Bringing Sāmoan Tales to the Table

One of five Western Sydney creatives selected for In the Room, Sāmoan writer and filmmaker Gabriel Faatau’uu-Satiu brings cultural nuance and Pasifika storytelling to a special film collaboration between Co-Curious and Powerhouse.
‘Writing can be a very lonely thing. But because my stories come from the lived experiences of my community, they are with me in every step of my writing process. Therefore, I am never truly alone when I write.’
In the 2021 pilot for a planned web series called Breaking Bread, three generations of a Sāmoan/Australian family gather at the table, passing around stories and a plate of povi masima, or salted beef.
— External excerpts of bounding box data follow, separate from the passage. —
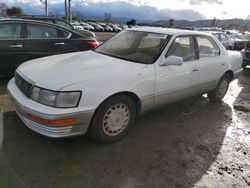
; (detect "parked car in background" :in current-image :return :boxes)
[20,16,96,37]
[100,23,113,32]
[70,22,84,31]
[233,37,248,51]
[0,19,98,74]
[80,22,95,31]
[109,24,122,32]
[224,30,248,51]
[209,31,234,50]
[8,27,242,143]
[89,22,105,31]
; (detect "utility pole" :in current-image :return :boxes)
[40,0,49,17]
[68,0,72,22]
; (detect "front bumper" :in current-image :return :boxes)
[7,79,94,138]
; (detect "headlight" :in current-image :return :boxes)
[30,86,81,108]
[56,91,81,108]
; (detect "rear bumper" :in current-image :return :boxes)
[234,69,243,79]
[7,79,94,138]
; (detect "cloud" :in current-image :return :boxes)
[2,0,204,20]
[189,0,223,5]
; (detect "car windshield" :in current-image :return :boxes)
[95,31,168,64]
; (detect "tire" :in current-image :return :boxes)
[207,74,230,102]
[88,95,136,144]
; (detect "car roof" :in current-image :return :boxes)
[17,15,65,21]
[126,27,209,35]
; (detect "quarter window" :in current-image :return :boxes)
[197,36,220,59]
[27,24,58,39]
[167,36,195,61]
[0,23,21,39]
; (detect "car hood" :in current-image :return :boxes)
[17,51,146,90]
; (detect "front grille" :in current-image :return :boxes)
[15,72,32,97]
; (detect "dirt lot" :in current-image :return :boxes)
[0,33,250,188]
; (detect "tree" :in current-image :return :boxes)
[168,19,174,28]
[243,24,248,32]
[0,3,8,16]
[7,7,24,16]
[104,12,112,22]
[127,19,136,25]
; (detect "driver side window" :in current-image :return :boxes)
[167,36,195,62]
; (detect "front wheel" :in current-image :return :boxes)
[89,95,136,144]
[207,74,230,102]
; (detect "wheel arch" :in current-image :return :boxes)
[88,91,141,135]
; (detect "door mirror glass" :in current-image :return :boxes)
[160,56,183,66]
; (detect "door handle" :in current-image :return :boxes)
[54,42,64,46]
[10,44,23,48]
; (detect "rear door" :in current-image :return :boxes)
[196,36,227,91]
[155,36,199,106]
[0,22,24,73]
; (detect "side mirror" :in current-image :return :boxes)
[160,56,183,66]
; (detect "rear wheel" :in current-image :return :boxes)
[89,95,136,144]
[207,74,230,102]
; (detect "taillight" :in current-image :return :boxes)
[88,41,99,48]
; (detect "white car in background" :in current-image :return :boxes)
[210,31,234,50]
[8,27,242,143]
[70,22,84,31]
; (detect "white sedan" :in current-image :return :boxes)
[8,27,242,143]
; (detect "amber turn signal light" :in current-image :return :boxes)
[27,113,76,126]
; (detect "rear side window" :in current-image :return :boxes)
[27,24,58,39]
[167,36,195,61]
[55,20,74,30]
[197,36,220,59]
[0,23,21,39]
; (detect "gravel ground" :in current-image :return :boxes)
[0,33,250,188]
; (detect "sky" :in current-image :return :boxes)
[0,0,250,19]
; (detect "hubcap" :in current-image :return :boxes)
[218,80,228,98]
[102,103,130,136]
As they sample the Sāmoan delicacy, hesitantly at first and then with gusto, the tales grow wilder and darker: how povi masima was used to brush teeth, wash dishes and clean undies; how its pale pink colour resembles human flesh; how in the early days of colonisation, it was mistakenly fed to the missionaries to prevent cannibalism and the disappearance of Sāmoans. ‘Our people were mysteriously vanishing,’ says Sina, sharing her grandmother’s story in Breaking Bread. ‘Sāmoa had ceased to exist.’ The episode ends with Sina exacting her own macabre revenge on the colonisers, while also expressing a traditional form of Sāmoan storytelling, fāgogo, for future generations.
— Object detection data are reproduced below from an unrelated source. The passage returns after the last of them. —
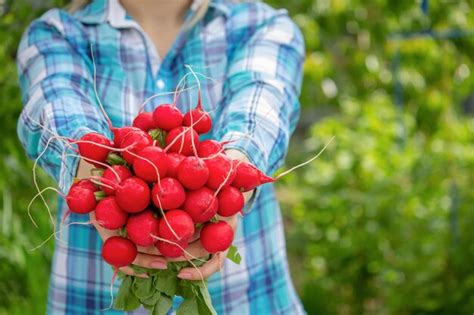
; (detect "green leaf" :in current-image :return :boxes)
[140,291,161,306]
[152,294,173,315]
[176,297,201,315]
[114,276,141,311]
[154,270,178,296]
[227,245,242,265]
[133,277,155,300]
[195,281,217,315]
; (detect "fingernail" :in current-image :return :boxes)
[178,272,193,280]
[150,260,167,269]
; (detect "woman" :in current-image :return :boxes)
[18,0,304,314]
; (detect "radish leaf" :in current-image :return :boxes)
[227,245,242,265]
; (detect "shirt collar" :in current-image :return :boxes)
[73,0,229,28]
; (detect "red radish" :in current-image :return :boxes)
[178,156,209,189]
[197,140,223,158]
[158,209,194,242]
[232,160,275,191]
[102,236,138,268]
[166,127,199,156]
[200,221,234,254]
[115,177,150,213]
[217,186,245,217]
[132,112,155,132]
[151,177,186,210]
[133,146,168,183]
[183,107,212,134]
[101,165,132,196]
[155,241,188,258]
[113,126,140,148]
[183,187,219,223]
[120,130,153,164]
[66,186,97,214]
[125,210,160,247]
[95,196,128,230]
[166,153,185,178]
[77,132,114,168]
[153,104,183,131]
[71,179,99,192]
[205,154,235,190]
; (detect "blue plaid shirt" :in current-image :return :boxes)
[18,0,304,315]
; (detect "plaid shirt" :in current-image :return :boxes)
[18,0,304,315]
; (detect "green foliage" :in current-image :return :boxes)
[114,260,216,315]
[0,1,65,314]
[0,0,474,314]
[266,0,474,314]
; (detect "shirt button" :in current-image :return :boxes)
[156,80,165,89]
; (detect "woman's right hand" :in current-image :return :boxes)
[76,160,167,278]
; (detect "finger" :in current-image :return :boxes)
[167,240,209,261]
[178,253,222,280]
[133,253,167,269]
[119,266,148,279]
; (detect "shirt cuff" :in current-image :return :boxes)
[58,127,94,194]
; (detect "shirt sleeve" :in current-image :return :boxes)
[214,4,304,178]
[17,10,111,192]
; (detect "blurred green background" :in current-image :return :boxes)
[0,0,474,314]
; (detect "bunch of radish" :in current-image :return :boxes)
[62,91,274,313]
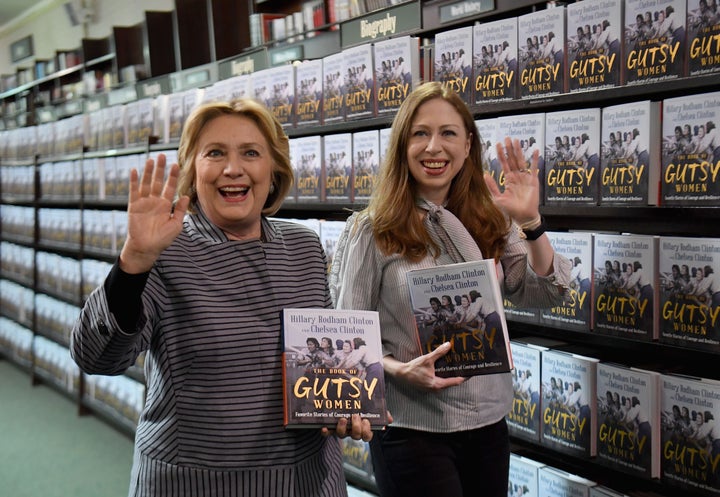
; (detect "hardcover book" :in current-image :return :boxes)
[341,43,375,119]
[283,309,388,428]
[540,349,599,460]
[623,0,686,85]
[323,133,353,203]
[660,374,720,495]
[544,107,601,205]
[661,92,720,206]
[593,233,659,341]
[518,7,567,98]
[600,100,662,206]
[596,362,660,479]
[540,231,593,331]
[433,26,473,104]
[373,36,420,115]
[567,0,623,92]
[352,129,380,203]
[687,0,720,76]
[295,59,323,127]
[473,17,518,104]
[658,236,720,352]
[322,52,345,124]
[407,259,513,377]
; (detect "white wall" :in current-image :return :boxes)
[0,0,175,74]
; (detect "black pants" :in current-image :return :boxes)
[370,419,510,497]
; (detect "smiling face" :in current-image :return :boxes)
[407,98,471,205]
[195,115,273,240]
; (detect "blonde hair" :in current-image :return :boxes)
[178,98,295,216]
[363,82,510,261]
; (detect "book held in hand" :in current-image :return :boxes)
[407,259,513,377]
[283,308,387,428]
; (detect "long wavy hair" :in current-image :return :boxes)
[178,98,295,216]
[362,82,510,262]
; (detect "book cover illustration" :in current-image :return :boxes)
[540,231,593,331]
[593,233,659,341]
[518,7,567,98]
[508,454,545,497]
[660,374,720,495]
[544,107,601,205]
[567,0,623,92]
[291,135,323,202]
[433,26,473,104]
[505,340,547,442]
[687,0,720,76]
[623,0,686,85]
[600,100,661,206]
[407,259,513,377]
[322,52,345,124]
[661,92,720,206]
[283,309,387,428]
[658,236,720,352]
[341,43,375,119]
[597,362,660,479]
[352,129,380,202]
[473,17,518,104]
[295,59,323,127]
[373,36,420,115]
[540,349,598,457]
[323,133,353,202]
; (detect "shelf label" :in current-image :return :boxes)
[440,0,495,24]
[340,2,422,48]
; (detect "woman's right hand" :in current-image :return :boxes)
[383,342,465,391]
[120,154,190,274]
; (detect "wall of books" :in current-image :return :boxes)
[0,0,720,496]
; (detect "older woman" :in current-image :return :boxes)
[71,100,371,497]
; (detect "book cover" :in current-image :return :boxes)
[544,107,601,205]
[295,59,323,127]
[322,52,345,124]
[658,236,720,352]
[373,36,420,115]
[508,454,545,497]
[567,0,623,93]
[623,0,686,85]
[540,349,599,458]
[593,233,659,341]
[291,135,323,203]
[407,259,513,377]
[600,100,662,206]
[661,92,720,206]
[538,466,596,497]
[660,374,720,495]
[473,17,518,104]
[518,7,567,98]
[687,0,720,76]
[505,340,548,442]
[352,129,380,203]
[341,43,375,119]
[596,362,660,479]
[283,309,388,428]
[323,133,353,203]
[540,231,593,331]
[433,26,473,104]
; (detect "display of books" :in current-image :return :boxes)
[597,362,660,479]
[544,107,601,205]
[593,233,659,341]
[661,92,720,206]
[282,309,388,428]
[658,236,720,352]
[407,259,513,377]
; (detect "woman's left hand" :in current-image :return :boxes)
[485,137,540,225]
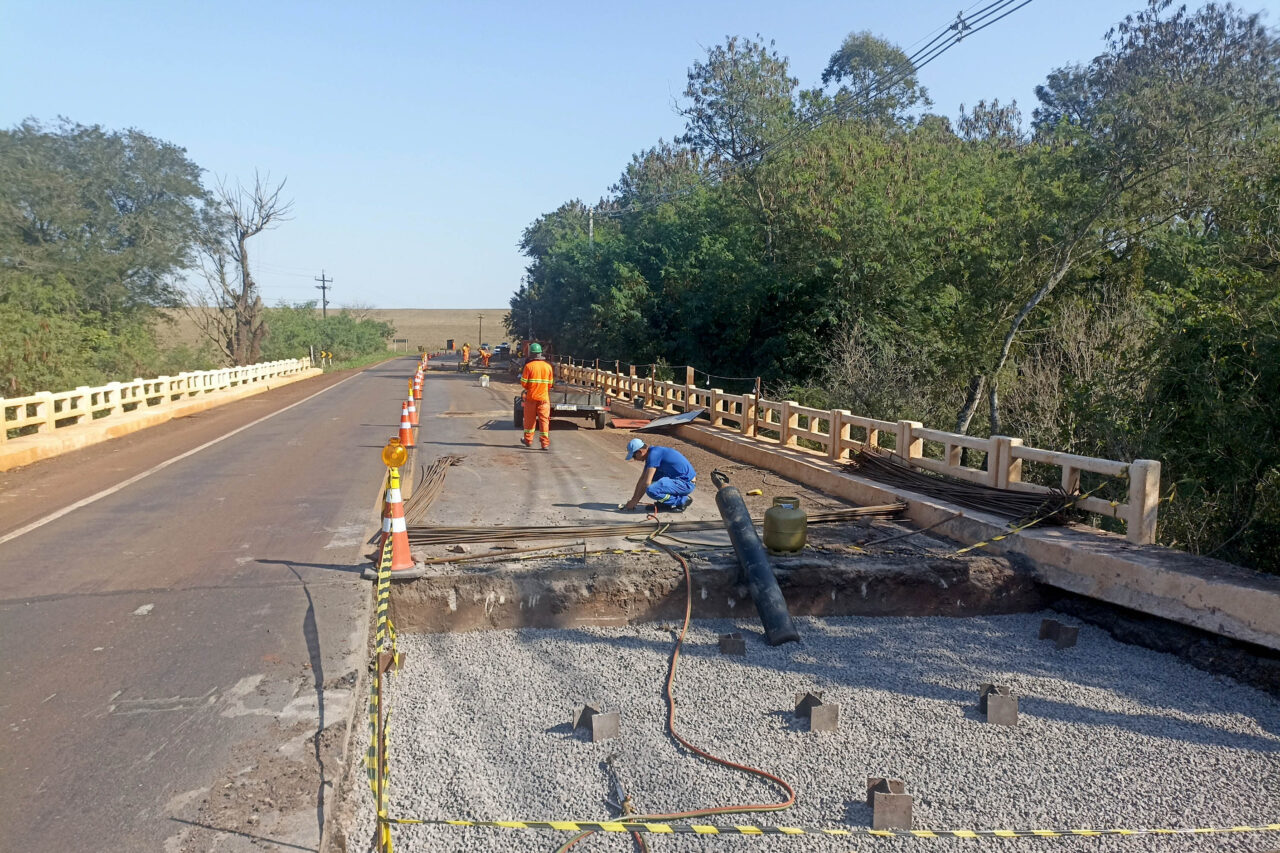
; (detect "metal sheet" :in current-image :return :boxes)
[636,409,707,433]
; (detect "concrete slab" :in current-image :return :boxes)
[614,403,1280,651]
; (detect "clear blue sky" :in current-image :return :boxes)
[0,0,1280,307]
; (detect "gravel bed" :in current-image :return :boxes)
[348,613,1280,853]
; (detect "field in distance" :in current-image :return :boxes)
[364,307,511,351]
[160,307,511,352]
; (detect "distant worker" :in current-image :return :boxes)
[520,343,556,450]
[622,438,698,512]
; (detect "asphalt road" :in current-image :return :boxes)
[0,357,732,852]
[0,357,416,850]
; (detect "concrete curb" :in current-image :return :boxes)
[612,401,1280,651]
[0,368,324,471]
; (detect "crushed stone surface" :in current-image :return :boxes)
[347,613,1280,853]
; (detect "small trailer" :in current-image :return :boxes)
[511,386,609,429]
‘A fāgogo is dictated by the storyteller and I’ve always known them to be quite dark,’ says Gabriel Faatau’uu-Satiu, the Western Sydney-based Sāmoan creative from Aotearoa/New Zealand who wrote, directed and produced the Breaking Bread pilot that premiered at the Pasifika Film Festival in late 2020. ‘It is very performative and over the years commonly includes pese (song) and (dance) ... Pacific storytelling doesn’t fall into that typical three-act structure. Our stories are a bit more circular.’